Extraits
L’Ecologie, c’est un mot simple. Il veut dire que l’homme, comme toutes les espèces vivantes, est inclus dans un milieu qui comprend la nature, les autres espèces vivantes, les autres hommes, et qu’il ne peut pas se permettre de détruire ce milieu sans se détruire lui-même.
Les menaces se précisent. Elles sont graves et mettent en danger l’existence même des hommes sur la Terre. L’épuisement des ressources est illustré par la hausse du prix du pétrole et des matières premières.. Les sols, l’air et l’eau sont souillés, parfois de manière irréversible ; des espèces animales et végétales indispensables à la vie disparaissent en nombre croissant.
Il y a déjà quatre milliards d’humains dont les trois quarts vivent dans le dénuement, alors que les pays riches se gorgent de la plupart des ressources mondiales.
Il faudra réinventer toute une civilisation. Car nos conditions de vie et de travail continuent de se détériorer et les inégalités sociales s’accentuent. De multiples conflits traduisent cette situation de crise. Elle ne peut que s’aggraver.
C’est un seul et même système qui organise l’exploitation des travailleurs et la dégradation des conditions de vie et qui met en péril la Terre entière. La croissance aveugle prônée par les partis, ne tient compte ni du bien-être, ni de l’environnement. Dans ce système, le coût de la pollution, puis de la dépollution sont additionnés pour gonfler le chiffre de la production, alors qu’en réalité, le bilan est nul, voire négatif. Les produits conçus pour se détériorer aussitôt après l’achat, les ordures qui s’accumulent, les fabrications d’armes, le recours à des techniques toujours plus lourdes et plus dangereuses : notre société s’emballe sans autre projet que de se reproduire.
Les gouvernements invoquent la mystique du progrès. Soyons clairs : un progrès dont la rançon est si lourde, pour notre santé, pour nos enfants, pour les travailleurs, n’est pas le progrès. La croissance n’a pas supprimé les inégalités en France : elle les a accentuées.
Au contraire, une minorité de privilégiés bénéficient de la croissance et se réserve soignement un cadre de vie agréable. Toutes les décisions sont concentrées entre ses mains. La centralisation s’étend à tous les domaines et transforme les citoyens, privés d’information, en robots de la production et de la consommation.

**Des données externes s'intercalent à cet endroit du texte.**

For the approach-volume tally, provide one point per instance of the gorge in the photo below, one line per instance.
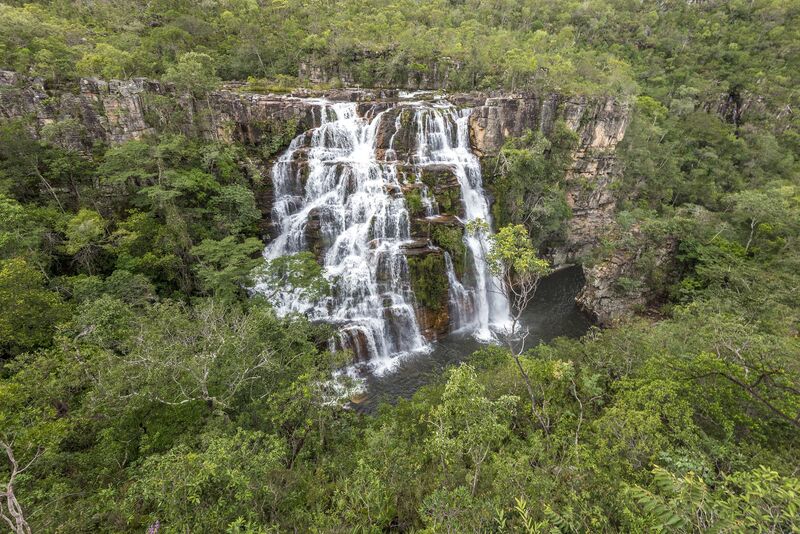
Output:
(378, 185)
(334, 196)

Notre “expansion” a été pour une bonne part réalisée grâce au pillage du tiers-monde, du fait du sous-paiement des matières premières, y compris le pétrole jusqu’en 1971. Ce pillage a permis notre invraisemblable gaspillage de toutes ces denrées. La contrepartie en est la famine qui s’étend de plus en plus, du Sahel à l’Ethiopie, dans les Andes, au Bangladesh et en Inde. La famine est due à la démolition des structures traditionnelles, des habitudes séculaires, de réserve de grains, et à une expansion inconsidérée des cultures d’exportation. Elle est due aussi aux dépenses abusives des élites qui veulent vivre à l’occidentale aux dépens de l’équipement agricole et industriel de leur pays.
Source
René Dumont. Pour une autre civilisation. Mouvement écologique, 1974 (1)
René Dumont. Pour une autre civilisation. Mouvement écologique, 1974 (2)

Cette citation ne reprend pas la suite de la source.